In combination with the straightforward scattering geometry, where all relevant information is contained in a single scattering image, in-situ and real-time experiments are facilitated. Specifically self-organization during MBE growth and re-organization processes in block copolymer films under the influence of solvent vapor have been characterized on the relevant timescales ranging from seconds to minutes. Ultimately the time resolution is limited by the x-ray flux on the samples necessary to collect an image and the read-out time of the area detector.

==Experimental practice==

Dedicated or partially dedicated GISAXS beamlines exist at most synchrotron light sources (for instance Advanced Light Source (ALS), Australian Synchrotron, APS, ELETTRA (Italy), Diamond (UK), ESRF, National Synchrotron Light Source II (NSLS-II), Pohang Light Source (South Korea), SOLEIL (France), Shanghai Synchrotron (PR China), SSRL

At neutron research facilities, GISANS is increasingly used, typically on small-angle (SANS) instruments or on reflectometers.

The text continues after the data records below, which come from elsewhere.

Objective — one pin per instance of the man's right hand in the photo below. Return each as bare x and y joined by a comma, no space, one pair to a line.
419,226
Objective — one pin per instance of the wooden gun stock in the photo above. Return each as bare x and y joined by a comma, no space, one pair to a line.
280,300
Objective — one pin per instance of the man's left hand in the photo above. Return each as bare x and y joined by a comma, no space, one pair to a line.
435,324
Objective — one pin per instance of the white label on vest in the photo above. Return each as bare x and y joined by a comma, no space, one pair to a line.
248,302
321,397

GISAS does not require any specific sample preparation other than thin film deposition techniques. Film thicknesses may range from a few nm to several 100 nm, and such thin films are still fully penetrated by the x-ray beam. The film surface, the film interior, as well as the substrate-film interface are all accessible. By varying the incidence angle the various contributions can be identified.